François Archambault : Sonder les âmes

Depuis dix ans, François Archambault écrit des comédies qui finissent mal. À travers ses pièces, l’auteur dresse un portrait sombre de ses contemporains. Avec Code 99, il fait une première incursion dans le théâtre musical.

«En sortant de l’École nationale de théâtre, j’étais sur les nerfs. J’avais besoin de faire rapidement mes preuves, de montrer que j’étais capable d’exercer le métier d’auteur.» Après avoir rédigé une dizaine de pièces, remporté le Prix du Gouverneur général et récolté quelques Masques, François Archambault a certainement fait la preuve qu’il était un créateur de talent, capable d’écrire à la fois vite… et bien! Après dix ans de labeur, le jeune loup peut même – ô privilège! – vivre de sa plume. Fini, les jobines pour cet hyperactif qui, pendant trois ans, a fait des sondages par téléphone…

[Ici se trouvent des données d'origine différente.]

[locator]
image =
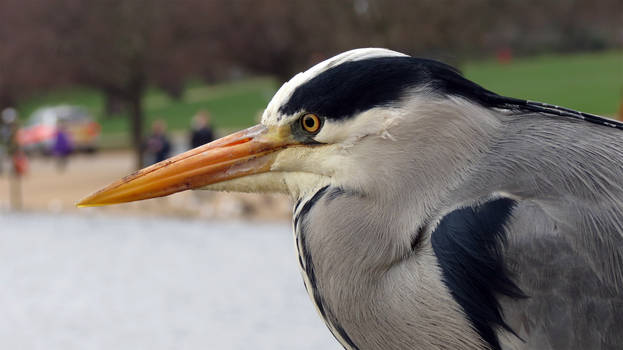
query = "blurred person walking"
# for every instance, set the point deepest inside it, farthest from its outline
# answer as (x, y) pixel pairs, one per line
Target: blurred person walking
(19, 162)
(157, 146)
(202, 131)
(63, 146)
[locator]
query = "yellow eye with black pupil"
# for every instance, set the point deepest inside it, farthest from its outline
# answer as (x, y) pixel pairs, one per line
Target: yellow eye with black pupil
(311, 123)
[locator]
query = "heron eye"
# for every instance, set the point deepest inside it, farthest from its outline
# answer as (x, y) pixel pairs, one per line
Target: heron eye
(311, 123)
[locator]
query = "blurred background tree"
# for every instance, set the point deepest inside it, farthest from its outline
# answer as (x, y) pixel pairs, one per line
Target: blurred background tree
(123, 48)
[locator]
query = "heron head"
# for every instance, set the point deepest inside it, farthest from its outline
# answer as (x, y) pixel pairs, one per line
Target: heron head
(335, 123)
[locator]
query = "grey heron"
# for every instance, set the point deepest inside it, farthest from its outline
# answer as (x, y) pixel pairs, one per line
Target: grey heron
(430, 213)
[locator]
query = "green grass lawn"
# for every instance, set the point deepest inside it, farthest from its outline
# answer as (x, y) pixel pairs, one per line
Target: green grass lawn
(588, 82)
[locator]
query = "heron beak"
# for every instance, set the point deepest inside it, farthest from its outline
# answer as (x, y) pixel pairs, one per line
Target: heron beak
(250, 151)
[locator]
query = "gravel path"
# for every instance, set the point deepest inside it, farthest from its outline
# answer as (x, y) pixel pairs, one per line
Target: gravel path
(97, 282)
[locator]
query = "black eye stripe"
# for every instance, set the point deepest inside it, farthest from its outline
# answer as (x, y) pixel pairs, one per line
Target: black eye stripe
(311, 123)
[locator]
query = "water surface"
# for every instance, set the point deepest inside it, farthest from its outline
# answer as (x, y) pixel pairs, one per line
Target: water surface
(80, 282)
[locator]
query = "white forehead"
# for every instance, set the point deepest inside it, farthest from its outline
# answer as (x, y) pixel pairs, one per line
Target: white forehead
(271, 114)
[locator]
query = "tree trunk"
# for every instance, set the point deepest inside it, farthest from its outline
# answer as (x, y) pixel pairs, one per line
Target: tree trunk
(136, 117)
(114, 104)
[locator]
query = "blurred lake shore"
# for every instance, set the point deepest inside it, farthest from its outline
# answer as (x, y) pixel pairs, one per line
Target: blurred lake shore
(45, 188)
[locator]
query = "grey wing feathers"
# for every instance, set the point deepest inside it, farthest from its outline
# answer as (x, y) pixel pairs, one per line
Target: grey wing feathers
(565, 239)
(569, 306)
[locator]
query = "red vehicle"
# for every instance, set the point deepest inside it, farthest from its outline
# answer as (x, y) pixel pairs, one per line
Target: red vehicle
(39, 134)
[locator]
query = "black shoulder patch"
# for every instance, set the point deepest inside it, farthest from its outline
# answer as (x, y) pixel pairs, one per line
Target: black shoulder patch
(468, 244)
(356, 86)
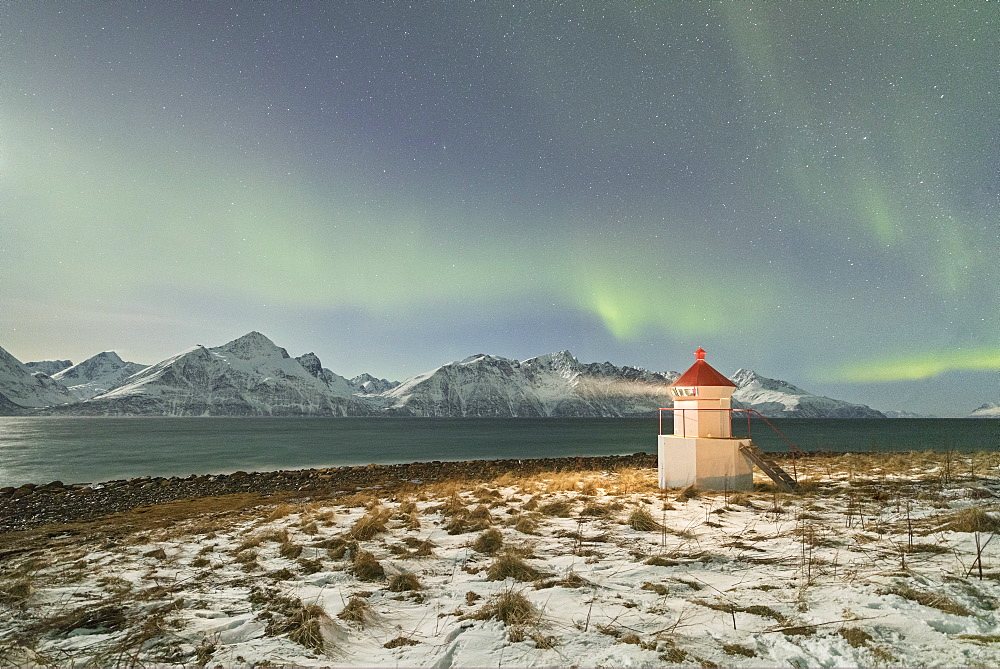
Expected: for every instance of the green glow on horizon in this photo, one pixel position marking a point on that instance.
(920, 366)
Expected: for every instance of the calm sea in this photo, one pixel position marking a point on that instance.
(73, 450)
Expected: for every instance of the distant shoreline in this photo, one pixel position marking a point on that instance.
(33, 505)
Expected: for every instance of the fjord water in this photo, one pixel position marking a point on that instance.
(73, 449)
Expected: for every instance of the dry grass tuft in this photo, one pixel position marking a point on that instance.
(289, 550)
(737, 649)
(527, 524)
(370, 524)
(451, 506)
(108, 618)
(691, 492)
(560, 508)
(304, 626)
(642, 521)
(405, 582)
(357, 610)
(400, 641)
(855, 636)
(509, 565)
(595, 510)
(489, 542)
(366, 567)
(464, 521)
(509, 607)
(281, 511)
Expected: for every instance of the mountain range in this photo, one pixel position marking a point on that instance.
(252, 376)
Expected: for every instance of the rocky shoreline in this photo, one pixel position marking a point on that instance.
(30, 505)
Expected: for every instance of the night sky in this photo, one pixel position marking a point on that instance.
(810, 190)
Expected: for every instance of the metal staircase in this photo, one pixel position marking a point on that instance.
(784, 482)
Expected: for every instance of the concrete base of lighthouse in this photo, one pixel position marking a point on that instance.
(709, 464)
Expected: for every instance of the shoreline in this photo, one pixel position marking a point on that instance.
(30, 506)
(876, 560)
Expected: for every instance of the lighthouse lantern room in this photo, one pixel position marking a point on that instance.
(702, 450)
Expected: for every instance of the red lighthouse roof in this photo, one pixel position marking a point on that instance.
(701, 374)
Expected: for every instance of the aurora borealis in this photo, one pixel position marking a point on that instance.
(809, 190)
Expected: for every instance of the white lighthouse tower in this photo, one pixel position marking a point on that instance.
(702, 451)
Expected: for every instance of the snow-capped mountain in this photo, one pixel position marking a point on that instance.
(335, 382)
(24, 388)
(249, 376)
(904, 414)
(780, 399)
(366, 384)
(97, 375)
(50, 367)
(988, 410)
(556, 384)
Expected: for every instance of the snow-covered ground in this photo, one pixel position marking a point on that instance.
(876, 561)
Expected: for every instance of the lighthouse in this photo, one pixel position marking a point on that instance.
(702, 450)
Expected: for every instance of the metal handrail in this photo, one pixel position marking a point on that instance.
(795, 449)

Ironiquement, Archambault se sert plutôt, aujourd’hui, de ses aventures dans le merveilleux monde du sondage… comme matériau d’écriture. «Quand Normand Chouinard [le directeur du Conservatoire d’art dramatique de Montréal] m’a commandé une pièce pour la promotion 99, je me suis demandé dans quel milieu il pourrait y avoir 12 jeunes… J’ai tout de suite pensé aux maisons de sondages! Il y a là une extraordinaire galerie de personnages.» En collaboration avec le professeur de chant Yves Morin, Archambault a donc imaginé une pièce de «théâtre musical» pour ces étudiants particulièrement doués pour le chant. Six musiciens du Conservatoire de musique se sont joints à cette «méga-production sans moyens» que Normand Chouinard, assisté de Michel Bérubé, a mise en scène au printemps dernier et qui sera reprise à la salle Fred-Barry. Le dramaturge a rédigé une vingtaine de chansons (solos et choeurs) qu’Yves Morin a – «par excès de zèle!» s’esclaffe-t-il – mises en musique. Un disque a vu le jour dans la foulée du spectacle.

«Même si ce n’est pas une comédie musicale traditionnelle, j’ai l’impression que cette expérience a changé mon écriture. Les chansons et la musique ajoutent une dimension au théâtre. Bien sûr, le rythme a toujours été une préoccupation pour moi, et je me demande si ça ne vient pas justement des sondages téléphoniques! (rires) Cela a vraiment été une bonne école. Imagine: tu es en contact avec une voix, des mots, des silences, mais tu ne peux voir à qui cela appartient. C’est comme quand tu écris pour la scène!»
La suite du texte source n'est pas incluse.